Tatsächlich wird die Dunkelziffer noch um einiges höher eingeschätzt. Denn oft sind es gerade Männer, die sich nicht eingestehen, unter psychischen Problemen zu leiden bzw. psychologische oder psychotherapeutische Hilfe zu benötigen. Daher ist es generell wichtig für das Thema zu sensibilisieren.

Mögliche Warnsignale für eine postpartale Depression

Die depressiven Verstimmungen äußern sich häufig durch

  • Gefühle von Traurigkeit, Hoffnungslosigkeit, Selbstzweifel und Überforderung
  • Müdigkeit und Erschöpfung
  • Reizbarkeit und Aggressivität gegenüber dem Baby und der Partnerin
  • Gleichgültigkeit und mangelndes Interesse an Mutter und Kind bzw. gemeinsamen Unternehmungen
  • Flucht in Ablenkung, z.B. längere Arbeitszeiten, Aktivitäten mit Freunden, Ausübung von Sport und Hobbys
  • Starker Alkoholkonsum

Zwar können sich die Anzeichen schon direkt nach der Geburt bemerkbar machen, meistens treten die Symptome bei Vätern jedoch drei bis sechs Monate nach der Geburt des Kindes auf.

Mögliche Ursachen und Risikofaktoren

Im Gegensatz zu depressiven Störungen bei Müttern ist die postpartale Depression bei Vätern noch weitgehend unerforscht. Es ist davon auszugehen, dass die psychische Erkrankung auf ein Zusammenspiel mehrerer Faktoren zurückzuführen ist.

So wird vermutet, dass auch bei Vätern Hormonschwankungen eine Rolle spielen können. Studien zeigen, dass nach der Geburt der Testosteronspiegel des Mannes vorübergehend absinken kann. Je niedriger der Testosterongehalt, desto höher ist demnach die Tendenz zu depressiven Verstimmungen. Zudem wird der Schlafmangel in den ersten Monaten mit dem Säugling als wesentlicher Risikofaktor angesehen. Hinzu können finanzielle Sorgen und eine Überforderung in der Rolle als Hauptverdiener kommen. Auch das Beziehungsgefüge ändert sich durch die neue familiäre Konstellation, in der die Bedürfnisse des Babys stark im Vordergrund stehen.

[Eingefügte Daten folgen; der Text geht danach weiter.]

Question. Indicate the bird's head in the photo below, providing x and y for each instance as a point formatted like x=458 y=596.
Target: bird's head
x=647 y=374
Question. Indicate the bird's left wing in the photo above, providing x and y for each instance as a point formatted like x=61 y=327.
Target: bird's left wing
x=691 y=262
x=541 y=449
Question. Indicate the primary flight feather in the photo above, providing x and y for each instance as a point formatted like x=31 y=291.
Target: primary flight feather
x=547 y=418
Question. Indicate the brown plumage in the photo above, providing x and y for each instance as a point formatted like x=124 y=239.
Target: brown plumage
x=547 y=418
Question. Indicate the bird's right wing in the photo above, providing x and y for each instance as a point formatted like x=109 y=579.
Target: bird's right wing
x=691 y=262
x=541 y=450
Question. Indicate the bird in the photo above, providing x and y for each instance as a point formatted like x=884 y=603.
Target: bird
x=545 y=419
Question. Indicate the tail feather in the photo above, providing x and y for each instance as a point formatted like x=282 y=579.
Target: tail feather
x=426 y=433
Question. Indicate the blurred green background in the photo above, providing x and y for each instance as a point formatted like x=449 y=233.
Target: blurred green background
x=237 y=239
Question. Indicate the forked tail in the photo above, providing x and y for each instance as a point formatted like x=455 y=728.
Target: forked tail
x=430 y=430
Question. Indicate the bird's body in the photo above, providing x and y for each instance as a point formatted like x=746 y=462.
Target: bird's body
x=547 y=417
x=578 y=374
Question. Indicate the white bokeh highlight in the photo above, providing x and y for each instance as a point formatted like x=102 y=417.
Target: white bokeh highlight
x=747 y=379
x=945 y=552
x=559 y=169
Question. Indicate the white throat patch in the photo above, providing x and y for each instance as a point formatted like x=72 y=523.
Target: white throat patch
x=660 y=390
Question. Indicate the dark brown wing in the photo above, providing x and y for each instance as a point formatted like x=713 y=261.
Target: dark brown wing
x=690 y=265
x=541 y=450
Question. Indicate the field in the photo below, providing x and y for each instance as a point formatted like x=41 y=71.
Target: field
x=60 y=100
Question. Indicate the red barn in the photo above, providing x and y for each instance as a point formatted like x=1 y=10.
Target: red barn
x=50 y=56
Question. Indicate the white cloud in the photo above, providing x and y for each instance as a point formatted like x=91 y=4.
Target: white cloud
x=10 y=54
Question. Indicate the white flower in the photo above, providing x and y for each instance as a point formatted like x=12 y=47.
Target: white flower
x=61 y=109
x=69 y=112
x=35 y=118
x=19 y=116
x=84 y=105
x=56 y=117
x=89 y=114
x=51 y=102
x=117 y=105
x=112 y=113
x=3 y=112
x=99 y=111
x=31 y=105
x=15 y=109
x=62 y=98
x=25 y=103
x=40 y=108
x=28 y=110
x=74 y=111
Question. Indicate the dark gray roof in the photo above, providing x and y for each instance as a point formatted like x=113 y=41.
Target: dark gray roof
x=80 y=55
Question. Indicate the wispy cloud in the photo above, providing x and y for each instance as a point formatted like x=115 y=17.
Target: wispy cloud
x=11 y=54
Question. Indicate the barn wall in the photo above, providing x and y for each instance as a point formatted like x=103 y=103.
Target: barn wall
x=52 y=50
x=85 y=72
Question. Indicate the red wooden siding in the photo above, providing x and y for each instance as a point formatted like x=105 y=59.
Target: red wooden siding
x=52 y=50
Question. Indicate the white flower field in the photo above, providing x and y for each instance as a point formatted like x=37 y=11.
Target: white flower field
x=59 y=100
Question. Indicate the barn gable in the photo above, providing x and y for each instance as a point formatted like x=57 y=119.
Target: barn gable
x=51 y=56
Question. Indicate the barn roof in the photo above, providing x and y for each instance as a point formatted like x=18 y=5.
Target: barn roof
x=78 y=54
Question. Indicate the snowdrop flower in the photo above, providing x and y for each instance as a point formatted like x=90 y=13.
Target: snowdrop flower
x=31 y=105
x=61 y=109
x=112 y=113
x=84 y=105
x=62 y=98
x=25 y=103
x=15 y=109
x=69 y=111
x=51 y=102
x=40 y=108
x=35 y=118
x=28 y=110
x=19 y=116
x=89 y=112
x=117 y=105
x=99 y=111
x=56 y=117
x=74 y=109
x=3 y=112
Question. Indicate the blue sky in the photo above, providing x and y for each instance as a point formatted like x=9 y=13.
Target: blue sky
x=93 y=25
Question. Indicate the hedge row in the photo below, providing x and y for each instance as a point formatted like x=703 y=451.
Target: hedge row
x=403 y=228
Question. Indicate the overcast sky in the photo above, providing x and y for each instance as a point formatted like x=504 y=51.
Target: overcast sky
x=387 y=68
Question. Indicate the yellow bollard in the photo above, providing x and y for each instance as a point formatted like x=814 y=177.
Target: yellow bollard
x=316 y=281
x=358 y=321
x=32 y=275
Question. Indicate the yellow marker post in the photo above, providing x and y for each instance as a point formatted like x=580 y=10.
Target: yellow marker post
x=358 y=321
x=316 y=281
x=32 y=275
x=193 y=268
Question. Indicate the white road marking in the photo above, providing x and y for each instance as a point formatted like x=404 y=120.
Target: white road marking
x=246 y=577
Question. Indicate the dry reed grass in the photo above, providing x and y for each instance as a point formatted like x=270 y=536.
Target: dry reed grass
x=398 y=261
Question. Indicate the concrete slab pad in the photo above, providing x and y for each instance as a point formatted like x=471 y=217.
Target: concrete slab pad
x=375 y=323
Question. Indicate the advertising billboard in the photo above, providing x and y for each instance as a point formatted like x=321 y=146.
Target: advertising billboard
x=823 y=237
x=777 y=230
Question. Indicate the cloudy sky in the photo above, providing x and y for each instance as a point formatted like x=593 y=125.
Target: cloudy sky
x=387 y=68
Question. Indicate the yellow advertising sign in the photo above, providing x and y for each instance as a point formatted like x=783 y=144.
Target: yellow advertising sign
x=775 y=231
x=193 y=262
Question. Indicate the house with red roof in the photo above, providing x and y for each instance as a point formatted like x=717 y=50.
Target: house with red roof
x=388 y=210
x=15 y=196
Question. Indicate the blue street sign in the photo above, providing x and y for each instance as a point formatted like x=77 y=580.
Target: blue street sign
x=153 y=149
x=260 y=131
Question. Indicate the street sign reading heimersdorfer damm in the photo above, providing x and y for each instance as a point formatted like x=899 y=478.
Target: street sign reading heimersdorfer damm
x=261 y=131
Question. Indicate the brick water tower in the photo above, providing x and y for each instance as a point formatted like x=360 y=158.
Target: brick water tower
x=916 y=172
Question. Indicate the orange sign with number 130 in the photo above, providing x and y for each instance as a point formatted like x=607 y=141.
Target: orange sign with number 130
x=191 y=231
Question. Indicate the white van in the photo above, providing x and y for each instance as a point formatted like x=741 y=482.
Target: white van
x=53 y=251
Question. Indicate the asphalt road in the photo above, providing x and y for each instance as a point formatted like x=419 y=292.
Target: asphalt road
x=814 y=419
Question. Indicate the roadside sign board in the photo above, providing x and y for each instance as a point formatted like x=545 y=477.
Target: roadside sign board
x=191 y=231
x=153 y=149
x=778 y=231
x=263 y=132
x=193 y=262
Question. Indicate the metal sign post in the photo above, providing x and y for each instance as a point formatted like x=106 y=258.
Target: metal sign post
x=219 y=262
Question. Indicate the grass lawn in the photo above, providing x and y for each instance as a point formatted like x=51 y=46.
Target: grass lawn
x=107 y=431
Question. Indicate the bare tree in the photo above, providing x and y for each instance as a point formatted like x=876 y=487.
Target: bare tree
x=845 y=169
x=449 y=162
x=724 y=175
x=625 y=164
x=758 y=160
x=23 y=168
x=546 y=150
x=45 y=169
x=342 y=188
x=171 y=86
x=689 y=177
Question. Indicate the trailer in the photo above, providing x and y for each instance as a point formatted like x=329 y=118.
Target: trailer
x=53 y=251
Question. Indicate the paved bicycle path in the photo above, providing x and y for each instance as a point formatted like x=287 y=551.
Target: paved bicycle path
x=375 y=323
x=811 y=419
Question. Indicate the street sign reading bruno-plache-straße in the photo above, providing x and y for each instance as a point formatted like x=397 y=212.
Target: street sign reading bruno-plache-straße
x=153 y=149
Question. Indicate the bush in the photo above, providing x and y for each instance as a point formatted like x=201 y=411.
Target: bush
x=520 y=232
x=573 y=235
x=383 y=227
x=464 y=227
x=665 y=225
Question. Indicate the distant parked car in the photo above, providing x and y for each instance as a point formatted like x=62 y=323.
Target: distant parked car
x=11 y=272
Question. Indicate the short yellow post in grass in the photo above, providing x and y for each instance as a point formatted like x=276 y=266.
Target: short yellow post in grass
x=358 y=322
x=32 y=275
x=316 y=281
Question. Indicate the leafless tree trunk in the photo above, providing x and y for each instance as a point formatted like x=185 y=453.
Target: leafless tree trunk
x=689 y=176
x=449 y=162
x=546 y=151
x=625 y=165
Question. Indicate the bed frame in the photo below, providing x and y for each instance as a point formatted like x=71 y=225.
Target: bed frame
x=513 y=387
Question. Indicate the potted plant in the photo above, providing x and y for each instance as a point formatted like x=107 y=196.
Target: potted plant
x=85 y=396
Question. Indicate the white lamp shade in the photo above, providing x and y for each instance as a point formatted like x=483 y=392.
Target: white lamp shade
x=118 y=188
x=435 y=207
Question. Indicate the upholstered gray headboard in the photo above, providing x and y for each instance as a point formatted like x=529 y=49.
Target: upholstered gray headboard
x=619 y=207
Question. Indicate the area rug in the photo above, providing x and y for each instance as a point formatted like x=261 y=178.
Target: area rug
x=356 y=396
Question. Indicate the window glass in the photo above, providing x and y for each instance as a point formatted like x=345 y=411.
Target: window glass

Wissenschaftler haben außerdem herausgefunden, dass ein höheres Risiko für die Entwicklung einer postpartalen Depression besteht, wenn bei dem Mann schon früher depressive Episoden aufgetreten sind, auch die Mutter unter postpartalen Symptomen leidet sowie bei Frühgeburten oder wenn es zu Komplikationen in der Schwangerschaft und bei der Geburt kam.

Negative Auswirkungen auf die Entwicklung des Kindes

Sich einzugestehen, mit der neuen Vaterrolle überfordert zu sein, darf nicht als Schwäche oder Versagen verstanden werden. Im Gegenteil: Wer sich Hilfe sucht, übernimmt Verantwortung für sich und seine Familie.

Denn bleibt die postpartale Depression beim Vater unbehandelt, bedeutet das nicht nur eine starke Belastung für den Betroffenen selbst. Die psychischen Probleme gehen auch mit vermehrten Konflikten in der Partnerschaft und ungünstigen Folgen für das Kind einher.

Ein aggressives Verhalten oder mangelndes Interesse kann zu Störungen in der sprachlichen Entwicklung und motorischen Entwicklung des Kindes führen. Zudem besteht ein erhöhtes Risiko, dass das Kind im späteren Leben selbst von psychischen Erkrankungen betroffen ist.

Therapie bei postpartalen Depressionen

Eine Depression lässt sich nicht selbst therapieren. Bei Anzeichen auf eine PPD sollte man unbedingt professionelle Unterstützung in Anspruch nehmen. Erste Anlaufstelle kann der Hausarzt sein, der für gewöhnlich verschiedene Therapie-Optionen aufzeigt. Für den Besuch bei einem Psychotherapeuten ist übrigens keine ärztliche Verordnung erforderlich.

Die therapeutischen Maßnahmen richten sich nach den vorliegenden Symptomen und der Ausprägung der PPD. Bei einer schweren Depression können zusätzlich zu einer Verhaltens- oder Psychotherapie auch für eine gewisse Zeit Antidepressiva zum Einsatz kommen.

Hilfe für Eltern mit postpartalen Depressionen

Auf den Seiten der Selbsthilfe-Organisation Schatten & Licht e.V. finden Mütter und Väter ausführliche Informationen über peripartale psychische Erkrankungen und eine Liste von BeraterInnen und LeiterInnen von Selbsthilfegruppen, die – auch am Wochenende und abends – für eine kostenlose Beratung zur Verfügung stehen. Im Forum kann man sich mit anderen Betroffenen austauschen.

Für psychische Probleme und Sorgen steht zudem rund um die Uhr die Telefon-Seelsorge unter den Rufnummern 0800/1110111 und 0800/1110222 oder im Online-Chat anonym und kostenlos bereit.